= Richard F. Thomas =

Harvard Latinist

Richard F. Thomas (born September 26, 1950) is the George Martin Lane Professor of the Classics at Harvard University. His scholarship has focused on various critical approaches, metrics and prose stylistics (particularly Tacitus), genre studies, translation theory and practice, and the reception of Classical literature and culture, particularly with respect to Virgil.

==Early life and education==

Thomas was born in London, England, and brought up in New Zealand. He received his B.A. and M.A. from the University of Auckland, in 1972 and 1973 respectively, and his Ph.D. from the University of Michigan in 1977.

== Career ==
He has taught at Harvard as Assistant and Associate Professor, 1977–84; as associate professor at the University of Cincinnati, 1984–86; as professor at Cornell University, 1986–87; as professor of Greek and Latin at Harvard from 1987–2010; as George Martin Lane Professor of the Classics since 2010. He was also visiting professor of Latin, University of Venice (Spring, 1991).

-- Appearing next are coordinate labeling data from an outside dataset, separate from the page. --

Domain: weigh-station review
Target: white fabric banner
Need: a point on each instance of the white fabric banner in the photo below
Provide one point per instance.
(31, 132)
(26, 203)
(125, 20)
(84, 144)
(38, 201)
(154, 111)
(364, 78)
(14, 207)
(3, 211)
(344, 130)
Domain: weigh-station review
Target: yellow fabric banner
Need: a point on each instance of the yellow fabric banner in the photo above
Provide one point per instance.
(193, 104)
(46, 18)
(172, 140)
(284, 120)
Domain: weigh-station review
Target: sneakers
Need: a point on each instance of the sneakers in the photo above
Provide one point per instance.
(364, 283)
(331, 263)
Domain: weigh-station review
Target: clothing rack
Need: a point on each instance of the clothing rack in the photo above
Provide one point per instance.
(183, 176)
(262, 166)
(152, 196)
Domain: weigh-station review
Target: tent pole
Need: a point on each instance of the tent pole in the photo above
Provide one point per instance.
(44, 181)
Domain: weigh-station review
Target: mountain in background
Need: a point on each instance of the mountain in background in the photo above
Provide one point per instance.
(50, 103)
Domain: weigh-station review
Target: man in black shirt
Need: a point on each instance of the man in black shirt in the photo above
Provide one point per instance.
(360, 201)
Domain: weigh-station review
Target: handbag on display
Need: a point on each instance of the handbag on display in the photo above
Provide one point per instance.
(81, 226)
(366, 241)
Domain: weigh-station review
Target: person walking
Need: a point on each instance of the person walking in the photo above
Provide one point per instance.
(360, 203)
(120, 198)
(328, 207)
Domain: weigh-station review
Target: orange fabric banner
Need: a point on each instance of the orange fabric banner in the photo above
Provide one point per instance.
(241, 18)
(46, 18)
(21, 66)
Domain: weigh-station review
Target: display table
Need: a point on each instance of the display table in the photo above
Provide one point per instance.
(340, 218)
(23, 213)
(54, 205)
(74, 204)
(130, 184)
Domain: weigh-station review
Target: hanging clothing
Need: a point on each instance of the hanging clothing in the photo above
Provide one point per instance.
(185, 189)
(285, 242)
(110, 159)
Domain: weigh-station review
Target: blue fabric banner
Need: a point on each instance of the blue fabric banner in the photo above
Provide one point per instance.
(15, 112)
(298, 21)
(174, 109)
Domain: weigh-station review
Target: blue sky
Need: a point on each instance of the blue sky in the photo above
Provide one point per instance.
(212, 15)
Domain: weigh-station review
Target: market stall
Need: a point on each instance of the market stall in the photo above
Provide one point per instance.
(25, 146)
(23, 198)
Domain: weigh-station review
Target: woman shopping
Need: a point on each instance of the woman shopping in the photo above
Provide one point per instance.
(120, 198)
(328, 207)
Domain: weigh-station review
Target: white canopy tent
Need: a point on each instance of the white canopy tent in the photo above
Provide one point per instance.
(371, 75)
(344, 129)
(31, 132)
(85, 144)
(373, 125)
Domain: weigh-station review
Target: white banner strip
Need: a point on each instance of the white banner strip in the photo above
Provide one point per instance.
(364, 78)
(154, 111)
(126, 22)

In the Harvard Department of Classics, he has served as the director of undergraduate studies, director of graduate studies, and department chair. He is co-chair of the seminar on "The Civilizations of Ancient Greece and Rome," in Harvard's Mahindra Humanities Center. He has served as director of the American Philological Association and as trustee and director, and as president, of the Vergilian Society of America. Since 2001, he has been a trustee of the Loeb Classical Library, and is currently serving as editor of Harvard Studies in Classical Philology.

In 2017 Thomas published Why Bob Dylan Matters, a study of Bob Dylan's work in the context of Virgil and Ovid.